Burn in Hell, Jerry Falwell

Okay, I wasn’t going to write about Falwell’s death… but then I thought, what the hell, all the cool kids are doing it. Let’s start with a stirring eulogy by Christopher Hitchens:

Okay, I wasn’t going to write about Falwell’s death… but then I thought, what the hell, all the cool kids are doing it. Let’s start with a stirring eulogy by Christopher Hitchens:

“People like that should be out in the street, shouting and hollering with a cardboard sign and selling pencils from a cup.” Ha! Yeah, Hitchens is kind of an obnoxious asshole who loves to hear himself talk sometimes (seriously, “Chaucerian frauds”?). But when he’s right, he’s right.

Marc Adams came to SFU in 1998 to talk about his experiences growing up gay in a fundamentalist Baptist environment. Adams had gone to Falwell’s Liberty University. He survived—not all gay students did.

Marc talked about Kent, a student who was kicked out of Liberty for being gay. Even though they were in the same prayer group together, Marc was too busy trying to “become straight” to reach out to Kent. They never talked about being gay, not even as Marc helped Kent carry his suitcases to the curb. Marc feared a close association with Kent would arouse suspicions about his own sexuality. “A couple months after that I got a letter from him in the mail and the first thing he said was that his parents obviously did not kill him, but they did throw him out of the house and he was living on the street.

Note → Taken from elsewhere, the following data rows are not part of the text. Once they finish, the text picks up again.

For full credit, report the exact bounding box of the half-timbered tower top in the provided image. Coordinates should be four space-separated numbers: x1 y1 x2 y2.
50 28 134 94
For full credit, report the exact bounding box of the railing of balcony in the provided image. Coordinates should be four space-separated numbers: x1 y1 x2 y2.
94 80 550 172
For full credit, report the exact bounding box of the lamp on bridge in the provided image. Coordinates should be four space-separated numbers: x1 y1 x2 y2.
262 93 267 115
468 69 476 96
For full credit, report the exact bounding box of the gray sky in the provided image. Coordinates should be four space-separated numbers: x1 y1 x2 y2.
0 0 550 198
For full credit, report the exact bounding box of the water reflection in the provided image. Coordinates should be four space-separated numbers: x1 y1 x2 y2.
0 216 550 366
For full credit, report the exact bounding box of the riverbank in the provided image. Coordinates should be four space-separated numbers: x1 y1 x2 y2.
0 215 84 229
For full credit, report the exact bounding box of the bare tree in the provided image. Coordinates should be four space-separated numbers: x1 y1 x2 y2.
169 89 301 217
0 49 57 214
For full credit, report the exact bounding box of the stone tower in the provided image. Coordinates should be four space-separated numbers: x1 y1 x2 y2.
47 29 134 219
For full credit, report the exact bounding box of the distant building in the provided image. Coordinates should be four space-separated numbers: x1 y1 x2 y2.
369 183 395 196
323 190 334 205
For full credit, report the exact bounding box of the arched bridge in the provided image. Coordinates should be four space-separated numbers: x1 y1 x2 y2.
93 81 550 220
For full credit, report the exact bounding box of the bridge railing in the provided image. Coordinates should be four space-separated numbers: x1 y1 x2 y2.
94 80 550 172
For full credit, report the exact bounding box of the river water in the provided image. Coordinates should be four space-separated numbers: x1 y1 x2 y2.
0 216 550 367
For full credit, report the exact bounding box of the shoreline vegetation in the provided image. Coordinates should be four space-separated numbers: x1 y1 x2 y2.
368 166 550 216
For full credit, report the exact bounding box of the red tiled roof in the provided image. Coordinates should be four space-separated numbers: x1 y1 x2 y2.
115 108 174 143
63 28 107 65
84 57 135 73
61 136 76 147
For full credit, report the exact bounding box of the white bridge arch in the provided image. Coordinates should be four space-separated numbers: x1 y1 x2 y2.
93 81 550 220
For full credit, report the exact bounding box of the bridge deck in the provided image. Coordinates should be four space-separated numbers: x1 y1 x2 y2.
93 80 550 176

He told me though, that he had found a way to cure himself of his homosexuality, that he had been able to do it, and he left a phone number for me to call. And so I called the number and it rang to his parents house and his brother told me how Kent had, just a couple days earlier, broken into their house and taken one of his father’s guns, and blown off the back of his head.”

I remember some members of the audience were in tears during Adams’ talk. Me, I wasn’t crying; I was angry. If I’d had the power, I would have cheerfully burned Liberty University to the ground right then. Though he didn’t pull the trigger, Falwell and his followers are to blame for filling that boy’s head with lies, fear and shame, making him feel he had no other options.

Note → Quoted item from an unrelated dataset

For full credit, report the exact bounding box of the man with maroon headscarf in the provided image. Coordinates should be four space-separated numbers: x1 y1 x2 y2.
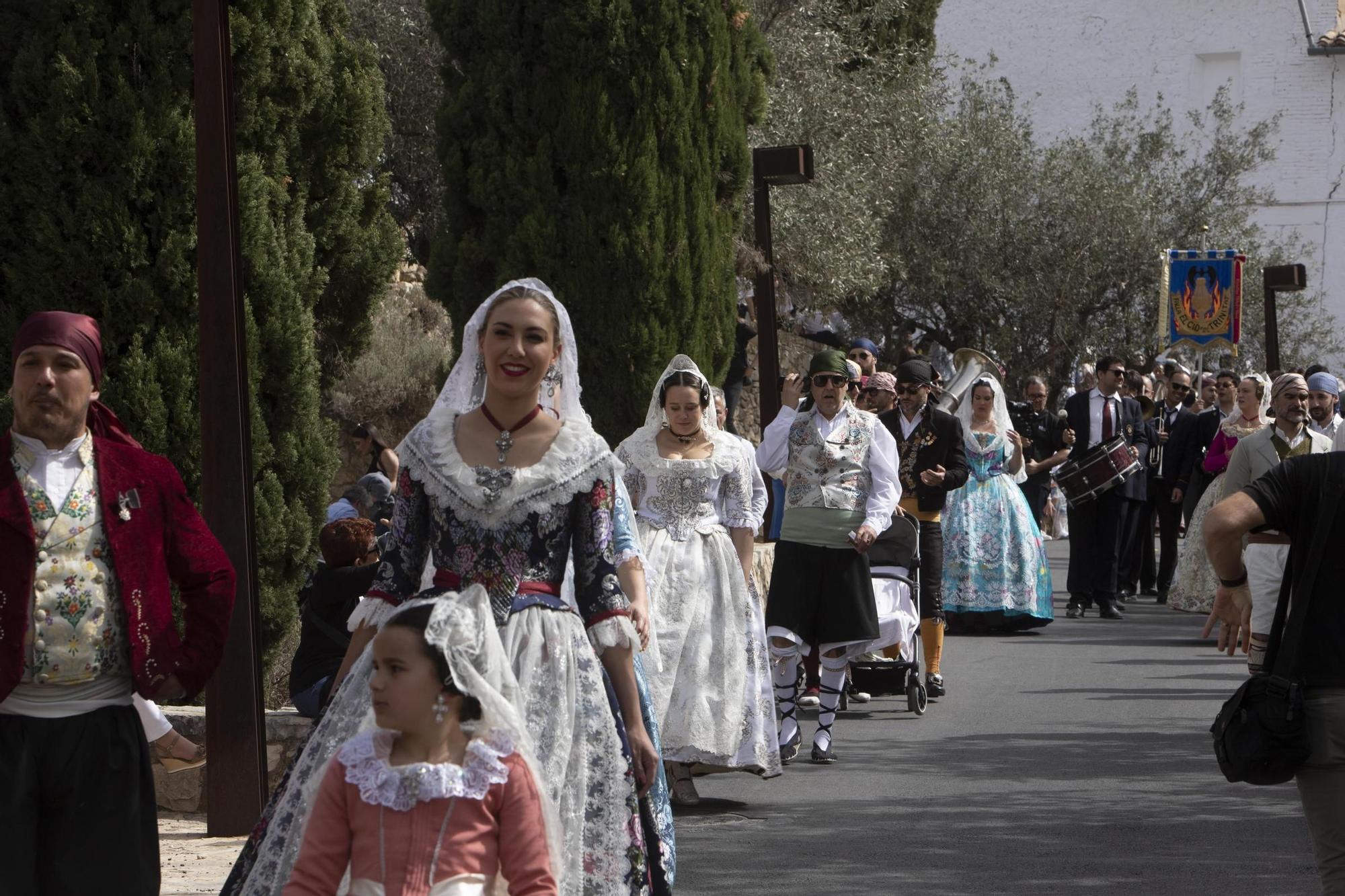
0 311 234 895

Here’s something I didn’t know: before getting into the homophobia and anti-abortion business in the 70’s, Falwell used to be a segregationist. From a sermon he made four years after the 1954 landmark case Brown v. Board of Education:

“If Chief Justice Warren and his associates had known God’s word and had desired to do the Lord’s will, I am quite confident that the 1954 decision would never have been made,” Falwell boomed from above his congregation in Lynchburg. “The facilities should be separate. When God has drawn a line of distinction, we should not attempt to cross that line.”

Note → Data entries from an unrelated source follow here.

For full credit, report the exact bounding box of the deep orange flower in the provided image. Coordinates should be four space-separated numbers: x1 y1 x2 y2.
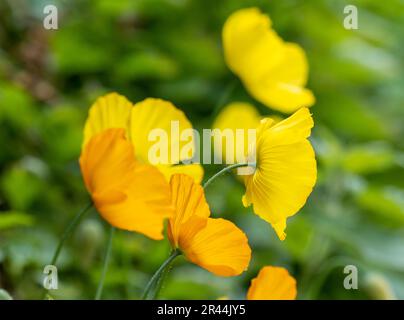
168 174 251 276
80 129 173 240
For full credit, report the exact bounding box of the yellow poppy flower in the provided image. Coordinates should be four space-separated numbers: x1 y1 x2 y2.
80 128 173 240
247 266 297 300
213 102 261 164
243 108 317 240
83 93 203 182
222 8 315 113
168 174 251 276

Falwell’s jeremiad continued: “The true Negro does not want integration… He realizes his potential is far better among his own race.” Falwell went on to announce that integration “will destroy our race eventually. In one northern city,” he warned, “a pastor friend of mine tells me that a couple of opposite race live next door to his church as man and wife.”

Not too surprising from a little toad (thanks, Christopher!) whose other career highlights include bigotry, lies, corruption, and the outing of Tinky Winky. Blaise Pascal wrote, “Men never do evil so completely and cheerfully as when they do it from religious conviction.” Falwell spent his life proving Pascal right, and inspiring others to do the same. He was a monster and a creator of monsters. The world is better off without him.

PS: This will blow your irony meters. Apparently, Fred Phelps (yes, that Fred Phelps) will picket Falwell’s funeral. For real. Damn, that’s too funny.